By Matt Shuham
In an interview with the Harvard Crimson last year, former Secretary of State Henry Kissinger mentioned something unique about the Kennedy administration: it was the first to heavily utilize college professors. Kissinger said, “it was only in the Kennedy administration in the sixties that an organic relationship was established between the White House and Harvard… [that] has continued not so much between Harvard and the White House, but between the academic world and the White House.”
This mindset of professors, not only as educators but also as policymakers, has pervaded our government since the 1960s. And why shouldn’t it? While some argue that so-called “technocrats” are incapable of directing nations through troubled waters, few oppose the idea of having informed and scholarly advisers guiding our leaders.
There is a readily fluid relationship between “governing” and “campaigning.” During the 2008 presidential election, John McCain’s advisors included professors from Stanford, Columbia Business School, Vanderbilt, and Harvard among many other institutions.
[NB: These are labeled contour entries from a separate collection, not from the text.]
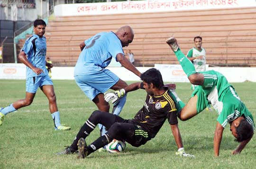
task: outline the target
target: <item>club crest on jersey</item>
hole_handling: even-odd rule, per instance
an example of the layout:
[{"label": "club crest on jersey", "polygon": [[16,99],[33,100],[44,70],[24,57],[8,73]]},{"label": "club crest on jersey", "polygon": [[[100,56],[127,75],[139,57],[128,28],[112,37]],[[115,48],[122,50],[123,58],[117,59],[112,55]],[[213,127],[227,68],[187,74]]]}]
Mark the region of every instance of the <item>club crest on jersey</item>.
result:
[{"label": "club crest on jersey", "polygon": [[149,100],[148,100],[148,103],[149,104],[152,104],[154,102],[153,99],[152,98],[151,98]]},{"label": "club crest on jersey", "polygon": [[160,102],[156,102],[155,105],[155,107],[157,109],[160,109],[161,108],[161,103]]}]

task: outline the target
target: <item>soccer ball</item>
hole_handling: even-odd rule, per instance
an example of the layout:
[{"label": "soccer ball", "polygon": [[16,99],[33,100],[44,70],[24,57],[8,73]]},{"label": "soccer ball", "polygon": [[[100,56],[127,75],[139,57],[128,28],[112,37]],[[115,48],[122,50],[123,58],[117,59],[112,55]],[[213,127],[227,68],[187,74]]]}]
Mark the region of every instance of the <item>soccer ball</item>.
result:
[{"label": "soccer ball", "polygon": [[124,151],[126,147],[125,142],[114,139],[110,143],[106,146],[106,149],[109,152],[115,153]]}]

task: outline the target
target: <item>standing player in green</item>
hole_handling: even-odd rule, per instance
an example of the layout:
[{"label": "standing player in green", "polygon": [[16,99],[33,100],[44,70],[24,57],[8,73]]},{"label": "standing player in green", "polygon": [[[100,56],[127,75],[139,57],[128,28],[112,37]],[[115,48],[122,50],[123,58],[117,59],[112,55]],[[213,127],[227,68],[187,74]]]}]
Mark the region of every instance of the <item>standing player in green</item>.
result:
[{"label": "standing player in green", "polygon": [[[190,49],[187,53],[187,57],[195,66],[197,72],[206,71],[205,50],[202,47],[202,38],[198,36],[194,38],[195,47]],[[192,88],[195,89],[195,85],[192,85]]]},{"label": "standing player in green", "polygon": [[175,53],[190,82],[199,85],[178,116],[183,121],[188,120],[211,104],[219,114],[214,138],[214,155],[219,155],[222,133],[228,123],[232,134],[240,142],[232,154],[240,153],[254,134],[255,124],[251,113],[225,76],[214,71],[197,72],[180,49],[175,38],[169,38],[166,43]]},{"label": "standing player in green", "polygon": [[[195,47],[191,48],[187,53],[187,57],[194,64],[196,72],[204,71],[206,71],[206,52],[202,48],[202,38],[197,36],[194,37]],[[191,84],[191,89],[195,89],[197,85]],[[207,110],[212,111],[210,105],[207,105]]]}]

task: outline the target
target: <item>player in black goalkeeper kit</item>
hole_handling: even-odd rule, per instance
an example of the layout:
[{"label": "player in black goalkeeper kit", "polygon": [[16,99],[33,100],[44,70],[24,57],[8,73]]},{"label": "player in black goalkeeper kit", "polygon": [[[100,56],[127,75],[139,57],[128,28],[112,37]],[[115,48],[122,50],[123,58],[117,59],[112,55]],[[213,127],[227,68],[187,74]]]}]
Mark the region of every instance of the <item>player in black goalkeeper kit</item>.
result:
[{"label": "player in black goalkeeper kit", "polygon": [[[178,147],[176,154],[193,157],[185,152],[178,127],[176,113],[181,107],[176,104],[172,91],[164,86],[160,71],[152,68],[143,73],[140,78],[143,82],[133,83],[124,89],[126,92],[142,89],[147,93],[143,107],[134,119],[126,120],[116,115],[94,111],[81,127],[73,143],[58,154],[73,153],[78,149],[78,157],[84,158],[114,139],[139,147],[154,138],[167,119]],[[107,101],[112,100],[118,97],[116,94],[105,94],[105,98]],[[87,146],[84,139],[98,124],[106,126],[108,132]]]}]

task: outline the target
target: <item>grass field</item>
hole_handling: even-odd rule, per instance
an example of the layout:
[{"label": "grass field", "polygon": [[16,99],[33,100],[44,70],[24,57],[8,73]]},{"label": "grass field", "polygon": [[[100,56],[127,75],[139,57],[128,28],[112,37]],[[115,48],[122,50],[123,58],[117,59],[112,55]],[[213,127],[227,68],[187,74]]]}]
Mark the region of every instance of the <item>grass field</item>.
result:
[{"label": "grass field", "polygon": [[[0,169],[6,168],[255,168],[255,136],[237,156],[231,155],[238,145],[229,131],[224,130],[220,156],[214,157],[213,134],[217,114],[204,111],[179,126],[185,151],[195,158],[175,155],[177,148],[167,122],[155,138],[138,148],[129,144],[125,151],[110,154],[98,151],[85,159],[75,155],[57,156],[69,145],[81,126],[96,109],[94,104],[80,90],[74,80],[54,80],[55,89],[62,123],[71,130],[54,130],[48,101],[38,91],[29,107],[8,114],[0,126]],[[252,82],[232,84],[241,99],[256,118],[255,89]],[[177,83],[177,93],[185,102],[192,92],[189,83]],[[25,94],[25,80],[0,80],[0,107],[5,107]],[[129,93],[120,116],[131,118],[142,107],[146,93],[138,90]],[[98,128],[86,139],[89,143],[99,135]]]}]

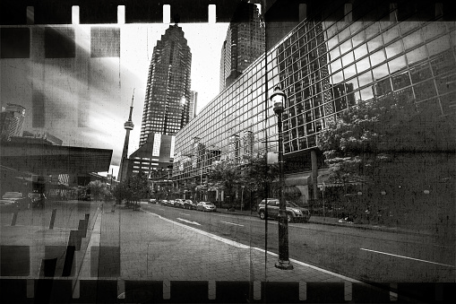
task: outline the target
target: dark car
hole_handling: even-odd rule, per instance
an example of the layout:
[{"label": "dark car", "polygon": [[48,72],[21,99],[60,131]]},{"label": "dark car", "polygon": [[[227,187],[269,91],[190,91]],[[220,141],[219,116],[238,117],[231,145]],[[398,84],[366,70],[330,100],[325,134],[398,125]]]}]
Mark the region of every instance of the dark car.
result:
[{"label": "dark car", "polygon": [[196,210],[196,203],[194,203],[191,199],[186,199],[184,201],[184,208],[190,209],[190,210]]},{"label": "dark car", "polygon": [[30,202],[30,207],[43,208],[45,206],[47,198],[44,193],[30,192],[28,196]]},{"label": "dark car", "polygon": [[177,198],[174,200],[174,206],[176,208],[184,208],[184,200]]},{"label": "dark car", "polygon": [[[266,200],[263,199],[258,204],[258,214],[260,215],[260,219],[266,219],[266,210],[264,208]],[[286,210],[287,210],[287,221],[302,221],[304,222],[308,222],[310,219],[310,211],[307,208],[299,207],[293,202],[287,201],[286,203]],[[267,204],[267,212],[268,217],[271,218],[278,218],[279,217],[279,199],[278,198],[269,198]]]},{"label": "dark car", "polygon": [[6,192],[0,200],[1,209],[28,207],[28,199],[21,192]]}]

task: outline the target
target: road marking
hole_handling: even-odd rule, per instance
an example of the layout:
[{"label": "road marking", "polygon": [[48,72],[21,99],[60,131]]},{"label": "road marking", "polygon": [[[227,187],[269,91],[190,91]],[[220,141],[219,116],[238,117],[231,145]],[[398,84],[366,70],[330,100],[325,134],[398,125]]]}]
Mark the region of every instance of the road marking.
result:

Barack Obama’s advisors notably included Lawrence Summers and Jeffrey Liebman, two big-name Harvard professors who left the “Kremlin on the Charles” to advise the then-Senator. Now, Alan Krueger, a professor at Princeton, is the administration’s top economic advisor
However, what might once have been considered mere policy and campaign advice has become something new, as professors have turned into political surrogates.